Kuaishou Technology's stock rose to a more-than-one-week high after reports that its artificial-intelligence video unit had raised a large sum — a reminder of how much capital is chasing China's generative-video ambitions, even as the details remain closely held.
What was reported
Kuaishou's Hong Kong-listed shares (ticker 1024) advanced after reports that Kling AI, the company's AI video-generation business, had secured about $2 billion in funding, as covered in market reporting on the company. Investors read a large raise for the unit as a vote of confidence in its standalone value.
Boursel could not independently confirm the terms of the funding — including which investors provided the money, the valuation placed on Kling AI, or the exact size and structure of the round. Those specifics should be treated as unconfirmed until the company or a primary filing sets them out. What is clear is the market's reaction: a rise in Kuaishou's shares to their highest level in over a week.
Who Kuaishou is
Kuaishou runs one of China's largest short-video and live-streaming platforms, a domestic rival to ByteDance's Douyin (the Chinese sibling of TikTok). It makes most of its money from live-streaming, e-commerce and advertising, and it listed in Hong Kong in 2021. Like its peers, it has been pushing hard into artificial intelligence, both to sharpen its core app and to build new products.
What Kling AI does
Kling AI, which Kuaishou launched in 2024, is a generative video model: software that turns a text prompt or a still image into short video clips. It competes with a fast-growing field of AI video tools, including OpenAI's Sora and Google's Veo. The appeal for a company like Kuaishou is direct — video generation feeds naturally into a short-video platform's business of content, advertising and creator tools.
Why it matters
The report lands in the middle of a broader story: China's race to fund frontier AI. With U.S. export controls limiting Chinese firms' access to the most advanced chips, many are concentrating capital and talent on competitive AI software — models where a strong product can offset hardware constraints. A multibillion-dollar raise for a single video unit fits that pattern.

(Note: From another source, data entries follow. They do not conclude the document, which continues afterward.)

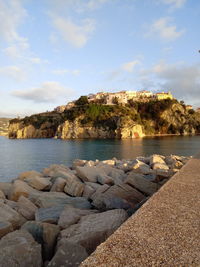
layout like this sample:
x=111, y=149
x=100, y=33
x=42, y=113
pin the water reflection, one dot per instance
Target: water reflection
x=21, y=155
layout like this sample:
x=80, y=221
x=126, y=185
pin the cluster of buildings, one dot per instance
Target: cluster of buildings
x=122, y=97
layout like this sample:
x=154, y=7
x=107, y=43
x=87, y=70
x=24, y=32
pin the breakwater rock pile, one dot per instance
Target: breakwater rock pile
x=59, y=216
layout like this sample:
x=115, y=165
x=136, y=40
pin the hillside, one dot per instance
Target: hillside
x=92, y=120
x=4, y=123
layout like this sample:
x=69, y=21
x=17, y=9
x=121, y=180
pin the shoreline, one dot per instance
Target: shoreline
x=82, y=204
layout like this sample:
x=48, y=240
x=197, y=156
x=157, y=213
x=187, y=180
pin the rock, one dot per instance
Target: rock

For investors, the episode is also a case study in how a large, cash-hungry AI business can be valued separately from its parent: money flowing into Kling AI can lift Kuaishou's shares by implying the unit is worth more than the market had assigned. Boursel gives no investment advice, and — with the deal's terms still unconfirmed — the disciplined read is narrow but real: capital is pouring into China's AI-video contenders, and the market rewarded Kuaishou for being one of them.